Three very important facts about bringing in new business

  1. Your client services team cannot be responsible for bringing in these new (new, new) businesses. Because they are busy looking after the existing clients and this where their energy should be spent. More on precisely why that is – and what goes wrong if you don’t do it – here.
  1. Someone who only cares about bringing in new business should be tasked with this. Someone who does not have to worry about your existing clients. See point above – and link – for an explanation.
  1. You need to have lots of different types of contact, over time, with that prospect, before they will buy from you. Because they don’t know you. Yet. This is where marketing comes in. Make sure you dedicate time and effort to marketing to the people who don’t know you, but are a really good fit with what you do best. More on what I mean by that here.

Sticking with those three basic rules should see you in a pretty good position to bring in more of those lovely new clients which we all want, need and love.

One final thought from me. You might just only need three of them. And here’s why.

Based in or near Hampshire and need help with your sales and marketing strategy?

A second, final thought. (I know…). If you’re a small or medium sized business and are looking around for a Hampshire based sales and marketing consultant, I’d be a good place to start. Call me on 07827 297569 and I’ll happily chat through the type of things I’m best at, ask you a lot of questions about what you’re trying to achieve – and very happily send you on to a different resource if I think you’d be better off with them. More on working together here.

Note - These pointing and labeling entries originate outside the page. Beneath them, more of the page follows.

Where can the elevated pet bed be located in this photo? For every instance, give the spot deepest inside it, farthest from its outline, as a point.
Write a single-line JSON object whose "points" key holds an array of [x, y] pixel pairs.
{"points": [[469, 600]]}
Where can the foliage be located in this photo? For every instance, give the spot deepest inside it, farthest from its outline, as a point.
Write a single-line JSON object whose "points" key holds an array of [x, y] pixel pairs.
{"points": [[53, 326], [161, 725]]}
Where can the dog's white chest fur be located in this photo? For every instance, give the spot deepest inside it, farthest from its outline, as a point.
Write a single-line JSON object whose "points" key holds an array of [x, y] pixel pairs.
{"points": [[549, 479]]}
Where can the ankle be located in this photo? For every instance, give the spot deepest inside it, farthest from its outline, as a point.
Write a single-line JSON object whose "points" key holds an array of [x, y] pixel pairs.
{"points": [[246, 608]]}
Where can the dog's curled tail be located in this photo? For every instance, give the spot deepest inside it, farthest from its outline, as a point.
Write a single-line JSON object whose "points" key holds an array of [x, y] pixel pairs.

2 responses to “Separate client development from new business to win more work”

  1. Brian says:

    Good blog, Kim.
    This is the second time I have read your strong opinion that new business requires staff dedicated to that task. The first time my reaction was that this was difficult because clients build up a relationship with the initial sales person. If the initial sales person is percieived as having left the scene, This can then lead to a reduction of trust by the new client
    Now I have come to realise that this problem can be overcome if the new client is handled by competent staff with the full authority to handle those matters which arise as both parties get used to each others expectations.
    In these circumstances, your opinion becomes very valid and sensible.

    • Kim Mason says:

      Thanks for your comment Brian. My experience has taught me that the relationship between sales and client staff – individual as well as general – has to be strong and mutually respecting for this to work; but work it certainly can. The biggest gaps I’ve seen have happened when sales staff oversell against what you can actually deliver – or when sales staff are paid a commission so strongly tied to contract signing that they are accidentally incentivised to spend minimal time on a handover.